Irmãos

May 23, 2012 by

Nossas relações familiares são nossas primeiras experiências de como nos situamos no mundo. Gostaria de apresentar aqui algumas ideias de como a questão dos irmãos pode interferir na formação de nossa personalidade. Gostaria de frisar que essas ideias devem ser encaradas como tendências, e não como regras.

Irmãos podem ser completamente diferentes entre si em termos de personalidade. São a evidência de como seres que possuem a mesma origem podem ter destinos tão diversos. Podem ser ao mesmo tempo tão parecidos, e tão diferentes.

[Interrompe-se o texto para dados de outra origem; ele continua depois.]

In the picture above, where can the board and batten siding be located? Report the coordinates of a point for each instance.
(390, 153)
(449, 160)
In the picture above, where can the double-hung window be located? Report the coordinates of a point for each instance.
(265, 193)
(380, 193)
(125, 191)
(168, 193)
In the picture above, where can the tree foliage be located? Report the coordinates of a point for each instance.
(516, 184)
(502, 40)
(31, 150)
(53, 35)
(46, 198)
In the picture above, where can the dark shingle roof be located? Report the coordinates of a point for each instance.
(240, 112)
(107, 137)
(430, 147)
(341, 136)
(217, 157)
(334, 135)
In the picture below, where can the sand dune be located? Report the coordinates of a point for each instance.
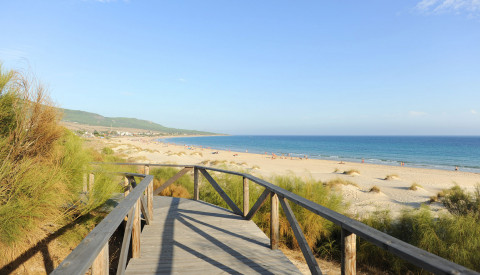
(394, 192)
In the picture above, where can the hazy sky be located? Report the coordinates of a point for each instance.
(407, 67)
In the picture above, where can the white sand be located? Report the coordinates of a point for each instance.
(395, 194)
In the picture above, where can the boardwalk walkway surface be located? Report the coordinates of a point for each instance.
(194, 237)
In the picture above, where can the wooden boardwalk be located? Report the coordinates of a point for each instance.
(194, 237)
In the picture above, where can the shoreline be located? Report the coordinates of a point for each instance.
(394, 194)
(374, 161)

A ordem de nascimento pode interferir no papel que cada filho tem perante a família. É comum que o filho mais velho tenha recebido uma carga de expectativas dos pais mais alta que os seguintes. Ele deve ser o modelo para os irmãos. Tendem a ser pessoas mais rígidas, autoritárias e mais voltadas às tradições. Os filhos do meio normalmente são aqueles que trazem a queixa de que sentiam-se invisíveis. Por questões até de idade – ele é mais novo que o primeiro, e mais velho que o caçula – entende melhor ambos os lados. São mediadores e não tomam muita posição. Os mais novos tendem a se importar pouco com a tradição. São os mais rebeldes ou revolucionários.

Filhos únicos podem apresentar algumas dificuldades em estabelecer ou manter outros relacionamentos horizontais na vida adulta. Foram privados das dificuldades e das alegrias inerentes da convivência com irmãos. Por isso é bem importante estimular essas crianças desde cedo a conviverem com outras e estabelecerem laços de amizade. Afinal amigos são aqueles irmãos que a gente escolhe. Essa situação parece repetir-se quando existe uma grande diferença de idade entre os irmãos também.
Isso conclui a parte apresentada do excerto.